You have the biggest names in rap and urban pop sharing a stage, performers whose hits in the past year or so were among the most ubiquitous on radio. The ingredients for a thrilling show seem to be there.

So why was Screamfest '07, which stopped at 1st Mariner Arena on Friday night, so dull? The lineup for the teen-friendly tour included R&B; crooner Lloyd, pop rapper Yung Joc, club-friendly singer T-Pain and the headliners, pop-R&B; singer Ciara and Atlanta rap star T.I.

Each delivered a thin set jammed with snippets of hits and collaborations. The touring franchise -- past headliners have included former child rapper Bow Wow and boy band leader-turned-bedroom crooner Omarion -- featured no dazzling visuals, something you may expect from such a show. Save for a quick shower of sparks here and there and the mini-movie that preceded T-Pain's rowdy set, there was little in the way of set design and special effects. The stage was in the middle of the arena, which was filled mostly with black teenage girls. But it wasn't nearly a sold-out crowd.

Screams were plentiful, to be sure. But the most deafening moments came when Lloyd and Yung Joc stripped off their sleeveless T-shirts, revealing sweaty muscles and tattoos galore.
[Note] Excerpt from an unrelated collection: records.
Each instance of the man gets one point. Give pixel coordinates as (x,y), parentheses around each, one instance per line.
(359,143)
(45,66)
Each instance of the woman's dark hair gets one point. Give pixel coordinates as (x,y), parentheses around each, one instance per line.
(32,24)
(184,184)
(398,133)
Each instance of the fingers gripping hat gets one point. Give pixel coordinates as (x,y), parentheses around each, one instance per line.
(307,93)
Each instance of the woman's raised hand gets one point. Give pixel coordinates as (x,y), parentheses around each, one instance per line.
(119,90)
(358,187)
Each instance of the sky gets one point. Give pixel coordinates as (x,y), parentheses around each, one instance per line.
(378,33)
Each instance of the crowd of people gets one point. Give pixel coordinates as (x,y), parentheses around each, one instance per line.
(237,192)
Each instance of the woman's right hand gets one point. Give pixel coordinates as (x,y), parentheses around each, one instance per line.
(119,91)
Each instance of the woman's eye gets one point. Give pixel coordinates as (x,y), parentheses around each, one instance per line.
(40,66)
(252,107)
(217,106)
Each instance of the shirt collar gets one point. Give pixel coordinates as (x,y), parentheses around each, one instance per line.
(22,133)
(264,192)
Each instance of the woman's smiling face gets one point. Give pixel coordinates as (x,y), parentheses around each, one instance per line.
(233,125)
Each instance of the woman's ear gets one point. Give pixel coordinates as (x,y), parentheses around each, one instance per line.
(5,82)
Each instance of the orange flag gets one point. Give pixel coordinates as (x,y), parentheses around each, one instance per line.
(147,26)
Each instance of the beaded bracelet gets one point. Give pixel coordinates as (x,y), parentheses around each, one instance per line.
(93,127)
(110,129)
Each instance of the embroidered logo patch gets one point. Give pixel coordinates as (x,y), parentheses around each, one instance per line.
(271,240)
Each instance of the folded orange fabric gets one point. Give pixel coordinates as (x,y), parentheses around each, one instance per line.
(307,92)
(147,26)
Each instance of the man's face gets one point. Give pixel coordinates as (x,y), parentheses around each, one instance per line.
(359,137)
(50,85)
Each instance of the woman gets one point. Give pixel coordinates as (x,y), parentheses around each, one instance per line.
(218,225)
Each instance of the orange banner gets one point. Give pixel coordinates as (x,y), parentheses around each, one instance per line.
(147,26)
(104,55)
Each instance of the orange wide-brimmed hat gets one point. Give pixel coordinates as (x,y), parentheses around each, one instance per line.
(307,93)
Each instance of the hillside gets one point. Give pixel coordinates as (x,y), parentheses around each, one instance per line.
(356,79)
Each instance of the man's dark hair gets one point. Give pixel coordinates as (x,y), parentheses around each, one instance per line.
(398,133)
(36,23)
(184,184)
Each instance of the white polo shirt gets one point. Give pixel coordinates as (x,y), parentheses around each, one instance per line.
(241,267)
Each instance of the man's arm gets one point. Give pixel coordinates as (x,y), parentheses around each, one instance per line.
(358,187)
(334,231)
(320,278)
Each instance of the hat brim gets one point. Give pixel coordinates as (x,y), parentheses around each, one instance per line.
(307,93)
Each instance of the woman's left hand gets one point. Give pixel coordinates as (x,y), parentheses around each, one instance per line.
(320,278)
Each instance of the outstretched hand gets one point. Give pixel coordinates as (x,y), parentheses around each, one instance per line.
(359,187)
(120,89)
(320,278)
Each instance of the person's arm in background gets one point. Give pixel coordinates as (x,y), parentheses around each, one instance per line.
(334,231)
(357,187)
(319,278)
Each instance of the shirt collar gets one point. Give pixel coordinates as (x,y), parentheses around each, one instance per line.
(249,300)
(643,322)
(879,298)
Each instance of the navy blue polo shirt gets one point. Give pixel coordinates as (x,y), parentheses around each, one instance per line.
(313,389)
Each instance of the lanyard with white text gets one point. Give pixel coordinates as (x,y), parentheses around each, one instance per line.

Beyond that, their performances were weak. Lloyd, for instance, seemed more preoccupied with his dance moves, which came straight out of the Michael Jackson book of choreography. He even copied the King of Pop's signature toe stand. But his dancing had to compensate for something: His vocals were strained.

Yung Joc's set was fun but quickly turned corny midway. He stuck to snippets of cuts from his platinum debut, last year's New Joc City, which featured the smash "It's Goin' Down." He was sure to leave his biggest hit toward the end of his rote performance, which included an incongruous sing-along to '70s TV theme songs, namely Good Times and The Jeffersons.

T-Pain jammed his set with snippets of his hits, opening with "I'm Sprung." Backed by two tepid vocalists/hypemen, he still managed to give an energetic show.

Co-headliner Ciara, the only female performer on the tour, delivered a tightly choreographed set that was equal parts burlesque and warmed-over Janet Jackson, circa Rhythm Nation. Flanked by four smooth dancers, the singer gave a businesslike show featuring her smashes "Goodies," "Promise" and "1,2 Step." During her set, she brought onstage up-and-coming teen belter Tiffany Evans, who sang her current urban-pop hit "Promise Ring." A spitfire with a ringing, soulful voice, Evans emanated more charm and personality in her three minutes than Ciara did in an hour.

Backed by just a hypeman, T.I. was his usual swaggering self. For such a small man (he's no more than 5 feet 7 inches tall), he has a towering presence and frequently referred to himself as "king." His latest album, T.I. vs. T.I.P, is disjointed, and fans didn't seem to know the lines to the new songs, such as "You Know What It Is." The responses were more feverish when he breezed through his early albums, particularly last year's multiplatinum King. At times, he was barely audible over the big beats and roaring crowd. It didn't matter, really. By that time, much to the dismay of the ushers, fans had packed the aisles, dancing and lost in the music.